The Reading Room is a kind of architectural installation that enables visitors – it would certainly not be enough to call them viewers – to approach the work of the HildundK practice both concretely and abstractly. Concretely, in that visitors have to involve themselves in a space that is deliberately designed to present essential creative elements of the architects’ work, brought into focus in an economical and reductive form. Abstractly, in that the architects present only textual interpretation by outsiders as a means of approaching their work.
Visitors can get closer to HildundK’s architecture in the Reading Room by reading – though we should not attempt to conceal the fact that the texts themselves contain quite traditional references to architecture like pictures, illustrations etc. The production of books is controlled only to the extent that the act of going to press itself was a creative activity that the architecture practice undertook, whereas the texts as such assimilate existing buildings by the HildundK practice by commenting on them, or providing a reflective accompaniment to them, from a whole range of points of view (architectural criticism, art history, cultural history, philosophy etc.). The texts show that architecture has to create a form and prove its worth in terms of interpretative appraisal as well, beyond its concrete location.
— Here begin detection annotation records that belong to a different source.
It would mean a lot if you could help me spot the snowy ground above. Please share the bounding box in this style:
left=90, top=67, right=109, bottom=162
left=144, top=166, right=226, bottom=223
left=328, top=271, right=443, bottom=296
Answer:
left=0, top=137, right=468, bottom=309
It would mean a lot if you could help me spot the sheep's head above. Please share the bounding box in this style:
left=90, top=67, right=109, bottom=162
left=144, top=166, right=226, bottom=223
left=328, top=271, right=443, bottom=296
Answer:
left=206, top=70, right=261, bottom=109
And they also show that architecture can demand a mental presence beyond its physical presence, and the proof of this is precisely not in the conventional presentation of objects that represent the buildings themselves.
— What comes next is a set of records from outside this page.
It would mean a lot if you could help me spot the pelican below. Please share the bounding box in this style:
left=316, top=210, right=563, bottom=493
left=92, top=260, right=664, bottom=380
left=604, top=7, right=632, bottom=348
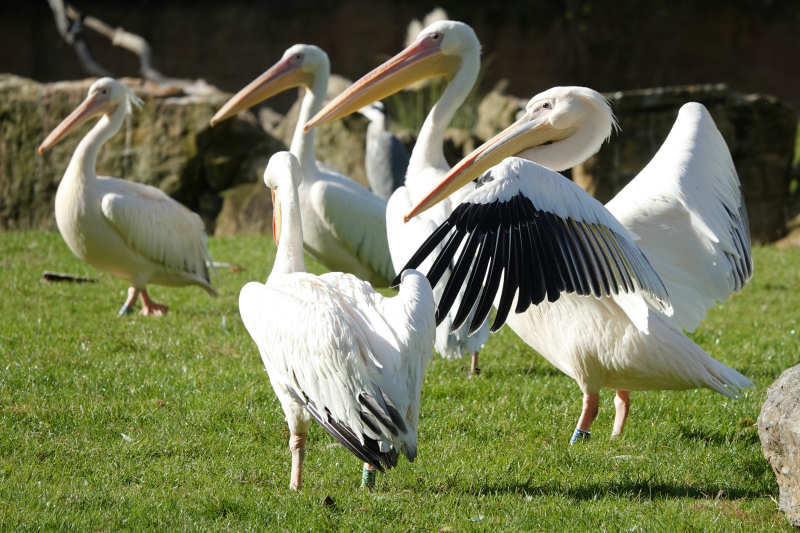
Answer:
left=39, top=78, right=216, bottom=316
left=305, top=20, right=489, bottom=374
left=396, top=87, right=753, bottom=442
left=358, top=102, right=409, bottom=200
left=211, top=44, right=394, bottom=287
left=239, top=152, right=435, bottom=490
And so in the best possible case the Reading Room can momentarily “condense” the pursuit of the whole structural, creative and intellectual work of architects to an extreme extent, demanding that all the conscious and unconscious senses are brought into play. And at the same time this form of presentation facilitates a specifically architectural contribution to the difficult subject of exhibiting architecture. Thus the Reading Room, despite – or precisely because of – the apparent lack at first sight of architecture by the HildundK practice, is a genuinely architectural project that displays the basic principles of the practice on a wide variety of levels.